Bakan Varank, bakanlık olarak önem verdikleri bir başka konunun da yeşil dönüşüm olduğunu, ihracatın önemli bir kısmını Avrupa Birliğine gerçekleştirdiklerini, bu noktada Avrupa Birliği Yeşil Mutabakatına uyumun temel hedefler arasında yer aldığını belirterek, “Karbon vergisi düzenlemesine tabi olan demir-çelik, alüminyum ve çimento sektörlerinde Yeşil Büyüme Teknoloji Yol Haritalarımızı bu yılın ilk çeyreği itibarıyla kamuoyuyla paylaşacağız.

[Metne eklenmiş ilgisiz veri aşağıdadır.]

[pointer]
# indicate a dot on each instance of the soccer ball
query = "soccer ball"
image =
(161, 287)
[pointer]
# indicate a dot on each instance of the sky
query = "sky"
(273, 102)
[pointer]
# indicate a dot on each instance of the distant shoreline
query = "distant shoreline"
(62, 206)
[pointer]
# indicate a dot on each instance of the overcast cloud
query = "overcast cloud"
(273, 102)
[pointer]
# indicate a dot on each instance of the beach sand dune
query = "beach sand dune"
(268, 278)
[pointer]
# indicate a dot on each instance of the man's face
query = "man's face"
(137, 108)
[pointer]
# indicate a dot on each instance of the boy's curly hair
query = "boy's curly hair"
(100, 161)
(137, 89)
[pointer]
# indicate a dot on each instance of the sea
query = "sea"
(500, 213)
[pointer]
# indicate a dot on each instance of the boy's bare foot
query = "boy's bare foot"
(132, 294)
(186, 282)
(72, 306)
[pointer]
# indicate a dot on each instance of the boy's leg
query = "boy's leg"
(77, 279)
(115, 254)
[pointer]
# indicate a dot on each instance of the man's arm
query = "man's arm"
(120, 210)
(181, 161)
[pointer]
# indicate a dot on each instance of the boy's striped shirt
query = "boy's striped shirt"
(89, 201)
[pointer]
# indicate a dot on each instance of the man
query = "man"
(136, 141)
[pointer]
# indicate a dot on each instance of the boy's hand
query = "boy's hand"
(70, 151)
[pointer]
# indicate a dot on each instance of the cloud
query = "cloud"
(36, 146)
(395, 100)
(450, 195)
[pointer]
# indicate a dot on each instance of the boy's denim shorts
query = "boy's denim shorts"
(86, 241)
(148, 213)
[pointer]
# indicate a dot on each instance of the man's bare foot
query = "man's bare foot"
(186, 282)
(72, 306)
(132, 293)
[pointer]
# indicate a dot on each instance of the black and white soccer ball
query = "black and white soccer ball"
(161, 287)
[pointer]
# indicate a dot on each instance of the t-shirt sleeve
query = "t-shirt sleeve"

Bu konuda attığımız birçok adım var” diye konuştu.
Dünya Bankası ile OSB’lerin yeşil dönüşüm sürecini desteklediklerini, 250 milyon avroluk kredi bütçesi ile Türkiye’nin farklı OSB’lerinde ileri atıksu arıtma, su geri kazanım, GES, sıfır atık, biyogaz tesisi projelerini hayata geçirmeye başladıklarını ifade eden Varank, Türkiye olarak, Avrupa Birliği Temiz Hidrojen Ortaklığı kapsamında açılan çağrılara projelerle aktif katılım sağladıklarını dile getirdi. Varank, Güney Marmara Kalkınma Ajansı koordinatörlüğünde, Türkiye’den 13 kurum ve şirketle Almanya, İtalya ve Fas’tan ortakların yer aldığı araştırma projesinin desteklenmeye uygun bulunduğunu aktararak, şunları kaydetti:
“36 milyon avroluk bütçesiyle bir seferde AB’den kazandığımız en yüksek bütçeli projeden bahsediyoruz. Projeyle birlikte hidrojenin yanında yurt dışına bağımlı olduğumuz metanol ve amonyak gibi hidrojen türevlerini de yeşil yöntemlerle inşallah geliştirip üretmiş olacak. Bakınız yakın zamanlara kadar AB’ye verdiğimiz katkıların geri dönüşlerini alamıyorduk. 50 milyon avro katkıyı AB’ye gönderiyorduk, ama bizim araştırma projelerimizde alabildiğimiz rakam sadece 40 milyon avro oluyordu ama son 3 senede inovasyona ve teknolojiye yaptığımız yatırımlar sayesinde AB’ye verdiğimiz katkıdan daha fazlasını biz projelerle Türkiye’ye kazandırabiliyoruz. Bu da geldiğimiz noktayı göstermesi açısından önemli bir gösterge. Ortak kullanım alanları ve destek programlarıyla sanayinin dijital dönüşümünü teşvik etmeye çalışıyoruz. Halihazırda faaliyette olan 8 model fabrikamızda işletmelerimize yalın üretimi öğretip kendi şirketlerini dönüştürmelerini destekliyoruz. Bu sayede firmalar hiçbir ilave yatırıma gerek duymadan çok önemli verimlilik kazanımları elde ediyor. Model fabrikalara yenilerini ekleyerek bunların sayısını 14’e çıkaracağız. Burada işletmelerimize önce yalın üretimi öğreteceğiz, arkasından da dijitalleşmelerine bir altyapı kazandırmış olacağız.”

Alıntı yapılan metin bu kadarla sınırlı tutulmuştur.